Nature of the roots is determined by the value of \({b^2} - 4ac\),  calculating this value we can determine whether the roots of the quadratic equation \(a{x^2} + bx + c = 0\) are real/complex, rational/irrational, equal/Distinct.

• If \({b^2} - 4ac > 0\), then the roots are real and distinct.
• If \({b^2} - 4ac < 0\), then the roots are complex numbers.
• If \({b^2} - 4ac = 0\), then the roots are real and equal.
• If \({b^2} - 4ac\) is a perfect square and \(a,\;b,\;c\) are rational numbers, then the roots are real and rational numbers. 

Sum and product of the roots:

Further if the roots of the equation \(a{x^2} + bx + c = 0\), are \(\alpha ,\;\beta \), then sum and product of the roots is given by:\[\alpha  + \beta  =  - \frac{b}{a}\] \[\alpha \beta  = \frac{c}{a}\]

Example: If the roots of the equation \(ax^2+bx+c=0\) are \(\alpha\) and \(\beta\), then find the value of \({\alpha ^3} + {\beta ^3}\).

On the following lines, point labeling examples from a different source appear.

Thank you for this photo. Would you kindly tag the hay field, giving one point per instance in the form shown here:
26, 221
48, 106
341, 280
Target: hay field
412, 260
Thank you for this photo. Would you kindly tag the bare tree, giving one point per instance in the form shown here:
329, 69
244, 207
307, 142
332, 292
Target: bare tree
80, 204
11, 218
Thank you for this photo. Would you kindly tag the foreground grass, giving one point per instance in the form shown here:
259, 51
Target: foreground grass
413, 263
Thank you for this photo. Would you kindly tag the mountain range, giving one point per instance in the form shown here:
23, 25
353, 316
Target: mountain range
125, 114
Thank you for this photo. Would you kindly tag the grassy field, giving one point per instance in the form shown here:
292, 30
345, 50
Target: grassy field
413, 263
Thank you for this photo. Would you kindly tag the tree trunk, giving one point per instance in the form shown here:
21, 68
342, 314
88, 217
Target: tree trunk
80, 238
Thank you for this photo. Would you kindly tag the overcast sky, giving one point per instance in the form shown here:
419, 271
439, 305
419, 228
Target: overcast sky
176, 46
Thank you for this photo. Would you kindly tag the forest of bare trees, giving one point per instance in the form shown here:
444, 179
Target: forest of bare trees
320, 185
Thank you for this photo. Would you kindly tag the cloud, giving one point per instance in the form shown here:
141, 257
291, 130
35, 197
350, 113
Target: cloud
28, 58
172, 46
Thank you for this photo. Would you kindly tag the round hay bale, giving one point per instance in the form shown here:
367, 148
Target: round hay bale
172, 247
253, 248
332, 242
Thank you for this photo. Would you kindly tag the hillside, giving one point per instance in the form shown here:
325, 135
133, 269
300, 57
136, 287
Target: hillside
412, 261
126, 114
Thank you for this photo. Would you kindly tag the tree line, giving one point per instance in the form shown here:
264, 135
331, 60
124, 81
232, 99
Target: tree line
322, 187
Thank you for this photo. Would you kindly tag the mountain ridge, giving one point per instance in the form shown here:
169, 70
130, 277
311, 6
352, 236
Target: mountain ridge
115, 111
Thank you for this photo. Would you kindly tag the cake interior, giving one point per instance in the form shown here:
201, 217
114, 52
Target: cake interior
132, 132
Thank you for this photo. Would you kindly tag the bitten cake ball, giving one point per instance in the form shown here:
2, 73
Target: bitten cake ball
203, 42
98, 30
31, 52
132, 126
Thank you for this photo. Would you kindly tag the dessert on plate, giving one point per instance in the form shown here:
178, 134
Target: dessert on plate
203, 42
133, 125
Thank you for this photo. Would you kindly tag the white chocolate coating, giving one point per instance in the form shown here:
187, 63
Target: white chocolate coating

Solution: We know that sum of the roots, \(\alpha  + \beta  = p\)and product of the roots \(\alpha  \cdot \beta  = q\)

Now factorize \({\alpha ^3} + {\beta ^3} = (\alpha  + \beta )({\alpha ^2} + {\beta ^2} - \alpha \beta )\)

\( = (\alpha  + \beta )[{(\alpha  + \beta )^2} - 3\alpha \beta ]\)

\( = p({p^2} - 3q)\)